How Your Organization Can Break the Imposter Barrier 
In 2011 the Institute of Leadership & Management conducted a survey on ambition and gender at work. It was aimed at identifying the hurdles women face when it comes to their career path. A crisis of confidence among female managers was revealed, with over 70 percent of male managers reporting high levels of self-confidence, compared with less than 50 percent of women. Additionally, more than half of women managers admitted to feelings of self-doubt in the workplace. 
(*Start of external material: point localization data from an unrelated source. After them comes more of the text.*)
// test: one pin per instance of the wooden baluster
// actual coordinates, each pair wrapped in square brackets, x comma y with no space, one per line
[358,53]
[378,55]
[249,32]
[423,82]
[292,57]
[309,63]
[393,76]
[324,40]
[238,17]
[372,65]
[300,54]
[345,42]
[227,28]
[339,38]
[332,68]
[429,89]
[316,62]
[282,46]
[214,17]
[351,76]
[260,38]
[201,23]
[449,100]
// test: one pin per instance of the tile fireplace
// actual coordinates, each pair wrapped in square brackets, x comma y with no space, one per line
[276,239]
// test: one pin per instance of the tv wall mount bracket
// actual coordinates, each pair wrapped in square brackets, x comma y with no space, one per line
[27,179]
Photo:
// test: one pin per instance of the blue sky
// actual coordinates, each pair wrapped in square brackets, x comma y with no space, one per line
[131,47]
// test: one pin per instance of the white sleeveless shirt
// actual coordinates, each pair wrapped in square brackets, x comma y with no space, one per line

As an organization, talent is your differentiator. Your competitive advantage is your people, but only when they are working to their full potential. It’s not who your employees are that holds them back in the workplace, it’s who they think they are not. When self-doubt, lack of confidence, and imposter-driven thoughts begin to impede that potential, then the success of your company suffers as a direct result. So what can you do? 
Start Talking 
Embedding Career Conversations into your organization gives your people a platform to speak openly and inspires them to take charge of their careers. In fact, respondents in a recent Right Management survey reported that regular Career Conversations would make them more likely to engage with their work, share ideas, and look for career growth and longevity in their current organization. 
It is no secret that this fraud phenomenon is most common amongst high-achieving women. Having candid and real Career Conversations with these top performers acknowledges their value to the organization, breaking the self-doubt barrier. Such conversations also help to establish personal aspirations, encouraging career progression and leadership potential. 
If you are in a leadership position and are not giving your women workers a chance to voice their imposter-driven thoughts, then you are strengthening the barrier. How can women gain perspective and see how limiting their negative thoughts are if they never have the chance to say them out loud? 
And Talk Openly 
Every time one of your female employees talks about her career aspirations and potential self-doubts, she is opening up. She is becoming vulnerable. And most importantly, she is trusting you.  
In these intimidating situations, there is nothing more refreshing than having a leader you can relate to – a leader who is not afraid to be human, be open, and talk about their imperfections and fears. Even Maya Angelou, arguably one of the best authors of our time, has admitted that each time she published a book she thought she was going to be “found out.” 
As a leader, allowing yourself to be genuine and transparent in these conversations will encourage your employees to do the same. And building that kind of mutual trust can open new doors and new opportunities – for women and for the organization.